Carlos Villalobos.- Aunque hubo un tiempo en que mi ideal era no salir y resolver todo desde una pantalla, evitando filas, tráfico, contacto, básicamente porque el mundo real me parecía incómodo, lento, desgastante, hoy ocurre algo distinto. Salir, pisar pasto, sentarse en el parque a escuchar a alguien hablar sin filtros ni algoritmos de por medio, se ha convertido en un pequeño acto de resistencia.

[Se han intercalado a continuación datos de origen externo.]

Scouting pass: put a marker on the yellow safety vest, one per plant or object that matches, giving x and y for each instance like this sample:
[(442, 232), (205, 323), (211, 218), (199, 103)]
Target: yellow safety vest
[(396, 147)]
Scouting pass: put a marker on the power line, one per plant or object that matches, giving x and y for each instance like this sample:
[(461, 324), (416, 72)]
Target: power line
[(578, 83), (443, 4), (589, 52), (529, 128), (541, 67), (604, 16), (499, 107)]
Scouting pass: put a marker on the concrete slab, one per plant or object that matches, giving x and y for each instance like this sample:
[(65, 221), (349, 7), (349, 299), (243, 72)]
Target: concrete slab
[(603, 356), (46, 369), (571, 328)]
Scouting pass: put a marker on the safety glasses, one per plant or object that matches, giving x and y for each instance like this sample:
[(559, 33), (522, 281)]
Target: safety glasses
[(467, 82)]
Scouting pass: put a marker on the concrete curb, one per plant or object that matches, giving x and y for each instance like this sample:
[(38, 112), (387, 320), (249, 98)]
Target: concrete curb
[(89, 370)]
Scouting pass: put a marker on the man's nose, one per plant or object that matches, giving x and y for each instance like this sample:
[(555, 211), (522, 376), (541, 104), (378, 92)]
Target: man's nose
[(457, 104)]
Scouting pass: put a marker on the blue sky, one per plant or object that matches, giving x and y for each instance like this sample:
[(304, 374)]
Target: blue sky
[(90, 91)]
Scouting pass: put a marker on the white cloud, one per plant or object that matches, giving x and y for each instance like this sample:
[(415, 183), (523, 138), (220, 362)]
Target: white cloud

Hace poco volví a comprobarlo.

Estar en el IAGO durante el encuentro “Nosotras presentes”, me hizo reflexionar que los procesos creativos no necesariamente existen en la lógica del scroll infinito. Un día después, en el conversatorio musical con Los Panaderos de Santa María Zoquitlán, en el museo Prehispánico Rufino Tamayo, ocurrió algo parecido. Poder entrevistar al maestro Ramiro, uno de sus integrantes, para el Tiempo Estatal de la Hora Nacional, me recordó por qué vale la pena hacer preguntas con calma, sin prisa por el siguiente tema.

Hay algo que solo sucede cuando uno está ahí, existimos y convivimos, situación que por el sector en el que me desenvuelvo a veces es complicado darse el tiempo de contemplar.

Por si fuera poco, el entorno saturado de malas noticias, de crisis encadenadas y discusiones interminables, salir al mundo físico devuelve esa humanidad, que poco a poco se diluye en nuestras manos. Y es que, aunque salir y pisar el pasto, no elimina los problemas, sí los pone en perspectiva.

Construir espacios culturales, comunitarios, de diálogo, puede parecer ingenuo frente al vendaval cotidiano, sobre todo en espacios en donde se nos ha dictado que todo hay que monetizarlo. El ciclo sin fin afecta y es que el cansancio de la rutina pesa, la sensación de que todo es complicado es sencillo de percibir; sin embargo, de la nada alguien comparte su proceso creativo, alguien canta una pieza heredada, alguien responde con honestidad a una pregunta hecha sin prisas y entonces se entiende, la humanidad vuelve a nosotros.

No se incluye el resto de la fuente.